Trial Balloons
In public relations and policy parlance, a "trial balloon" is a focused test of a possible messaging or direction intended to generate limited public response, which in turn can help inform one’s next steps.
This is sometimes called other things in different countries or contexts ("kite-flying" is more common in the UK and some Commonwealth countries, for instance, and at times you might “run [something] up the flagpole to see who salutes” rather than launching it into the air) but the idea, whichever term is used, is to give one's audience or constituency the outlines of something you're considering so you can garner actual, real-world reactions to that consideration. This then allows you to better predict the response you would likely receive from an actual, full-on commitment to that path.

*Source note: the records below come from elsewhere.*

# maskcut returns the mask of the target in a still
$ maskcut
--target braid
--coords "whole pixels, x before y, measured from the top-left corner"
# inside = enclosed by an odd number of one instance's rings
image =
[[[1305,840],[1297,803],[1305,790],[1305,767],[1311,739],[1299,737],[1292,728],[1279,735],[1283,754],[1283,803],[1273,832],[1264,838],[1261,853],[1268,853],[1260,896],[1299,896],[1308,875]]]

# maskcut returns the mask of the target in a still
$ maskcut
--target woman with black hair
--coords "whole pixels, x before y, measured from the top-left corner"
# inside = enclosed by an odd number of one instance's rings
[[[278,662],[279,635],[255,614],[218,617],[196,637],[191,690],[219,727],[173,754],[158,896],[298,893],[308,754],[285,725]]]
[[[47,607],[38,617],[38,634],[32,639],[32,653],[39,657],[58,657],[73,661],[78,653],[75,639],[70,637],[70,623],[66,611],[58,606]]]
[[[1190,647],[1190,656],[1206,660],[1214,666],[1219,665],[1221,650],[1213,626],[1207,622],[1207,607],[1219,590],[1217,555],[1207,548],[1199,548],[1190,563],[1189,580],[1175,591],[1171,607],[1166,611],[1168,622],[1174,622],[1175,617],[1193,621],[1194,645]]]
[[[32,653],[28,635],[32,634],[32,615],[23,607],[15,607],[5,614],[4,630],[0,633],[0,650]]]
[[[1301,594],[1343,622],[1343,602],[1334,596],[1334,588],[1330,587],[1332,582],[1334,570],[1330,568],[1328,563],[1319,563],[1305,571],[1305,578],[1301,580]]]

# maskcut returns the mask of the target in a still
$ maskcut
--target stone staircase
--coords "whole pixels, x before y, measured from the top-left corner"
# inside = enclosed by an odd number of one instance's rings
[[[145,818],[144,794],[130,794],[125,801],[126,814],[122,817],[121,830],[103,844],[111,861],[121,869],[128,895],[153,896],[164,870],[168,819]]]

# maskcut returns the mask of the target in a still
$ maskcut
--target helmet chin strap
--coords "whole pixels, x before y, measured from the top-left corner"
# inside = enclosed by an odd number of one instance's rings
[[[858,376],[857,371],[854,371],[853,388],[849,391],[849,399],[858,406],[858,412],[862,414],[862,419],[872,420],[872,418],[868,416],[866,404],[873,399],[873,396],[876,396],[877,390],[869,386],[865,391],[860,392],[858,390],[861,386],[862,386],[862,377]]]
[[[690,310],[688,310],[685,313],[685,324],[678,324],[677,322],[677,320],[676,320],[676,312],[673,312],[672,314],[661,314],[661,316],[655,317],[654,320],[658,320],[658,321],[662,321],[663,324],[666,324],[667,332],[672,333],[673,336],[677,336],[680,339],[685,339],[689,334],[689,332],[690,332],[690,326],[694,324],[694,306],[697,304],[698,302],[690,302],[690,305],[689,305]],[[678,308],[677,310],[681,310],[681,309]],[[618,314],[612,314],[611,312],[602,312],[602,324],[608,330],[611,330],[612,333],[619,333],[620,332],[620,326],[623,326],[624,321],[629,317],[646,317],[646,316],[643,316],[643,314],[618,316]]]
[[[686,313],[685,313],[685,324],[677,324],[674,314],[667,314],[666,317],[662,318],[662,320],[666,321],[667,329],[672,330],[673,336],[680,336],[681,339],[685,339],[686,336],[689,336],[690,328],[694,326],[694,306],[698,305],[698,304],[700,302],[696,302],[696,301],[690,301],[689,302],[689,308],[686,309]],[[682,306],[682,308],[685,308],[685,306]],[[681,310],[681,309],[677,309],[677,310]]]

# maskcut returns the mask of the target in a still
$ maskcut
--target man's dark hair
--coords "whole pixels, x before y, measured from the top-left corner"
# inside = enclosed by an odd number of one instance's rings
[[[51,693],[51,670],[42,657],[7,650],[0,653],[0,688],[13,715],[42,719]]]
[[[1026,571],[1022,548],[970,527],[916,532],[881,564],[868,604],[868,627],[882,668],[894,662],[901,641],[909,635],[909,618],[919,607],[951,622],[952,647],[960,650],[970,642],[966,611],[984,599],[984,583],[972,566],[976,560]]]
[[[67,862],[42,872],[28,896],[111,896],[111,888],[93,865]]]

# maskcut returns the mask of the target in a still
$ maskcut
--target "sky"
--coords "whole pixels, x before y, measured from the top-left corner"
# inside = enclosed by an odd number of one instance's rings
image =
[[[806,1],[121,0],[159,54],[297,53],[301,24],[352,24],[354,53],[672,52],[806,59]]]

So if you're running for president and not sure who would make the best running-mate (in terms of gaining the best demographic-driven, numerical advantage over likely opponents) you might start leaking possibilities to the press via unofficial channels (often through PR backchannels or by surreptitiously dropping hints to media contacts via underlings) that you're considering Person A, and when the press reports on that possibility, you can gauge public response using polls, surveys, interviews, and the like.
You can then repeat this process for Person B, Person C, etc, each with their own news cycle.
This is generally a better means of ascertaining the public’s true feelings on something because the implication is that this is a real possibility, rather than a theoretical "maybe" based on nothing.
As a result, folks are more likely to consider the concrete likelihood of a given path and share their true feelings on it (visceral reactions and all), rather than engaging with it as a less serious-seeming, what-if possibility.
Trial balloons are a useful concept to understand because once you know about them, you tend to see them all over the place: in politics, in business, in brand-strategies, and in celebrity relationship divulgences.
Our real-time reactions to these sorts of reports—which we tend to lump in with the rest of the news—can at times shape tomorrow's news, because those reactions are converted into data points (social media activity, polling trends, and so on) upon which next steps are predicated.
It can also be interesting to keep tabs on reports of this kind that lead nowhere (those that are discarded nearly as soon as they’re floated) as failed balloons can gesture at considered but dismissed paths, and may indicate the evolution of thinking behind eventual decisions, even if the details of that thinking are never formally divulged or discussed.